The lack of a familiar storyline really, REALLY hurt. I know I write a lot, and so probably have a bias towards plot, and that this was an experimental piece that is about twenty miles further out to left field than any practical application would be. But the total unfamiliarity with the story, paired with an unusual specificity in that storyline that was implied by the score but then emphasised by the bursts of fragrance, made this a very hard thing to knit together. I couldn't keep track of what was happening besides a vague recollective quality like "oh, wait, that scent was technology -- I guess we're at that movement now? Maybe?" Hugely disorienting.
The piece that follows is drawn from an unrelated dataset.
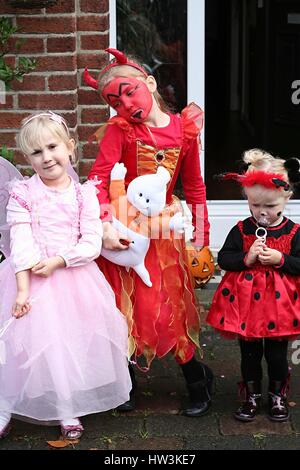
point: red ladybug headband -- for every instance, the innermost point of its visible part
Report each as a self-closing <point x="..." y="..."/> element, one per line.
<point x="263" y="178"/>
<point x="120" y="59"/>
I left this unconvinced that scents can play anything like the roles of "characters"; I suspect I've always thought of scent as an aura or descriptive sense, so tacking it directly to a character with its own (totally unclear) motivations was a huge mental struggle for me. If this had been "The Story of Man" or even "The Garden of Eden", or some other well-worn tale that most of the population have a working narrative to match, then I think I'd be coming away with a totally different opinion. But this entire event was like being blindfolded, spun around and shoved into a crowd. I got snippets of what was going on, and I could tell what character was around me at any given time, but damn if I knew why.

Clearly, I'm far too pedestrian for this sort of thing. The organ itself is a glorious creation, and the scents were very evocative (though there were very, very few floral/gourmands, making things like the fruity "Chaos" welcome whenever they puffed through), and I enjoyed the music but fear I was using it more as an early-warning system than actually listening to the composition as a whole.

I will absolutely be first in line to try again if anyone ever decides to write a score to tell a story, then uses the scents as supporting players to boost the illusion that the story's swallowed you whole. But using scents as primary actors, and then strictly pairing scent with sound -- that seemed too regimented. The scents couldn't emote, and the music was to busy keeping pace to really transport me. In the end, I just wanted a more visceral experience than the intellectual exercise I got.

(ETA: Oh, and also? 24 hours later, I'm still getting whiffs of some of the ScentOpera scents. I don't actually have any lingering on me, this is total hallucination, but it's also sort of unpleasant. Abrupt, too, just sitting in my flat minding my business when suddenly I get a whiff of arid green. Fingers crossed this goes away.)